Assess the Big Five personality traits using static facial images from real life.
Based on facial images of famous volunteers, a multidimensional personality prediction model was constructed using artificial neural networks, revealing the association mechanisms between facial features and personality traits.
Detail
Published
23/12/2025
Key Chapter Title List
- Research Background and Theoretical Foundation
- Research Objectives and Hypotheses
- Sample and Research Procedure
- Ethical Approval
- Data Screening
- Big Five Personality Measurement Tools
- Image Screening and Preprocessing
- Neural Network Architecture
- Research Results
- Discussion
- Research Limitations
- Data Availability Statement
Document Introduction
Extensive research has confirmed that the morphological features and social cues of the human face can convey signals related to personality and behavior. Although previous studies have explored the association between artificially synthesized facial images and personality trait attribution, systematic prediction of all Big Five personality traits for both genders based on static facial images from real life remains to be improved. Existing studies also suffer from issues such as small sample sizes, significant methodological differences, and insufficient consistency in results. The core aim of this study is to fill this gap and validate the feasibility of extracting personality cues from static facial images using machine learning algorithms.
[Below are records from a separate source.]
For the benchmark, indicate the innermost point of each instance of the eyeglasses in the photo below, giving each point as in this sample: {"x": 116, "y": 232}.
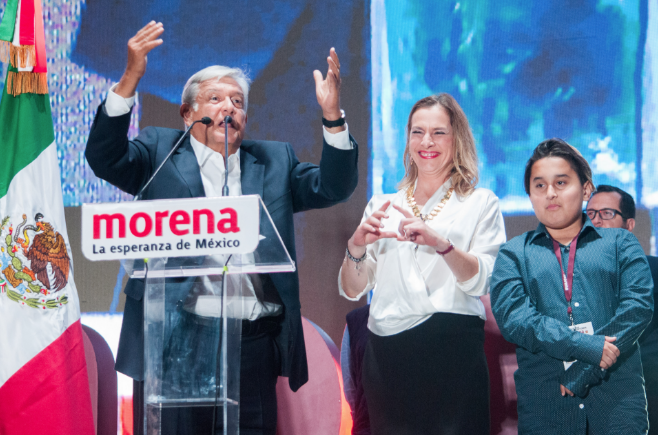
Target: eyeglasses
{"x": 605, "y": 213}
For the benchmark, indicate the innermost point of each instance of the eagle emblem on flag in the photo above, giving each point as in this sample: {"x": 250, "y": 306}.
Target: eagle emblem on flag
{"x": 34, "y": 263}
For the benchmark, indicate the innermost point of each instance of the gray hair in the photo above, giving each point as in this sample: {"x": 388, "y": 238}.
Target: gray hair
{"x": 215, "y": 72}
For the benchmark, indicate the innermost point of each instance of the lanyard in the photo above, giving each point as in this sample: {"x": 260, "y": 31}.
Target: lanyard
{"x": 567, "y": 280}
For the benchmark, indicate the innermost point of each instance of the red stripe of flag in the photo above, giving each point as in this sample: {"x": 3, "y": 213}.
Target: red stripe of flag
{"x": 27, "y": 22}
{"x": 50, "y": 394}
{"x": 39, "y": 40}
The study utilized 31,367 real-life facial images provided by 12,447 anonymous volunteers, all of whom completed self-report measures of the Big Five personality traits. To ensure data quality, the study excluded invalid questionnaires, low-quality images, and fabricated content through multi-stage screening. The final dataset was divided into training and test sets in a 9:1 ratio, used for model training and validation, respectively. Considering the sexual dimorphism of facial features and some personality traits, all prediction models were trained and validated separately for males and females.
The study employed a two-layer machine learning algorithm architecture: first, a computer vision neural network (NNCV) was constructed based on the ResNet architecture to extract a 128-dimensional invariant feature vector from static facial images; subsequently, a personality diagnostic neural network (NNPD) was trained to predict Big Five personality trait scores using this feature vector as input. The data processing strictly adhered to the Declaration of Helsinki, was approved by the Research Ethics Committee of the Open University of Humanities and Economics, and all participants provided informed consent.
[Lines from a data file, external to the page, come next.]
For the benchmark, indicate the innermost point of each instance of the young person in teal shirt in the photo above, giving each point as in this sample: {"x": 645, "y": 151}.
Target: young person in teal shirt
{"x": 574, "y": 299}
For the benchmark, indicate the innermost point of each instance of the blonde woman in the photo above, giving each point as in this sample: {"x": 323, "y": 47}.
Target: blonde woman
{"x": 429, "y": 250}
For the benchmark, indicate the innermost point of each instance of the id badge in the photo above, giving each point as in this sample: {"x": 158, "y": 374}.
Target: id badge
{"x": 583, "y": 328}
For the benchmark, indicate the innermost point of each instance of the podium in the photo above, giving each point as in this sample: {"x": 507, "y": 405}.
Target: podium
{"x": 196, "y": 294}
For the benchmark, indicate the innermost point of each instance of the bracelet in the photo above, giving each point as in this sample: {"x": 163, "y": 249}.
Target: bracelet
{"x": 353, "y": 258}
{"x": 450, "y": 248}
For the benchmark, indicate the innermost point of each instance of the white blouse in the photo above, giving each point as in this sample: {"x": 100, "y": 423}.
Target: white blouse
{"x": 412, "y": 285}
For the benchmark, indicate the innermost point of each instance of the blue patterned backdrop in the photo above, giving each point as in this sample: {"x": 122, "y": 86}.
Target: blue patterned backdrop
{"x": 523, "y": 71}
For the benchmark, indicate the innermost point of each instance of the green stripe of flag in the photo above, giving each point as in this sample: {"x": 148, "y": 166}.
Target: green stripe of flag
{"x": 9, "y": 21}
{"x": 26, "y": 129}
Key findings of the study show statistically significant correlations between the artificial neural network's predictions of Big Five personality traits and self-reported scores, with an average effect size of 0.243, exceeding the results of previous studies using selfie images. Among them, the prediction correlation for Conscientiousness was the highest (male 0.360, female 0.335), while the prediction accuracy for Openness was the lowest. The prediction effectiveness for Extraversion and Neuroticism traits was significantly better for females than for males. Inter-trait correlation analysis indicated that the correlation structure of the predicted scores partially differed from that of the self-report scales, suggesting that the General Factor of Personality (GFP) may have a biological basis.
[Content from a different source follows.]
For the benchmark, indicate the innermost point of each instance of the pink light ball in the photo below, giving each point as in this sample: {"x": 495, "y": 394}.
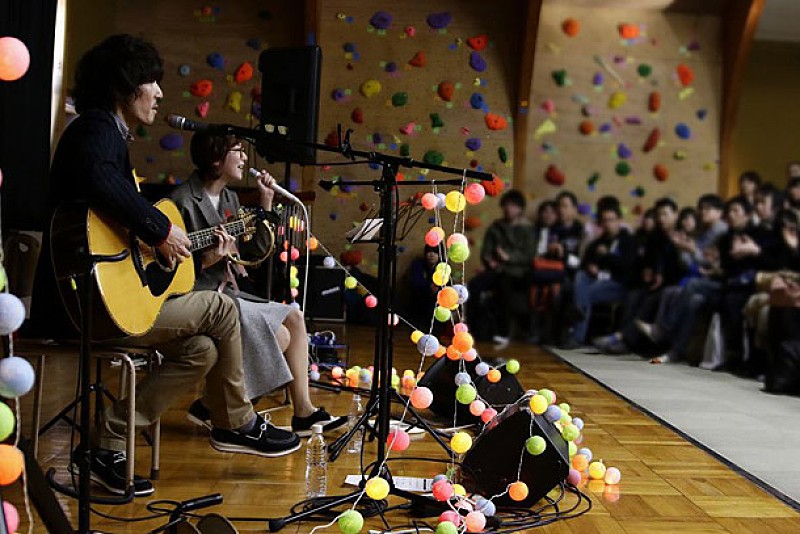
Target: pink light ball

This study confirms that even real-life images taken under uncontrolled conditions can effectively predict personality traits through complex computer vision algorithms. Its methodological advantage lies in not relying on 3D scans or high-precision facial markers, requiring only an ordinary desktop computer. The results not only provide new empirical support for the face-personality association but also offer potential application scenarios for rapid personality assessment, which can assist in areas such as product-service matching, interpersonal interaction pairing, and personalization of human-computer interaction.
It should be noted that the sample of this study primarily consists of Russian-speaking Caucasian adults, with limitations in geographical and cultural scope. Furthermore, additional cues present in real facial images, such as makeup and camera angles, may influence the prediction results. Future research needs to expand sample diversity and further distinguish the roles of facial morphological features from other image cues.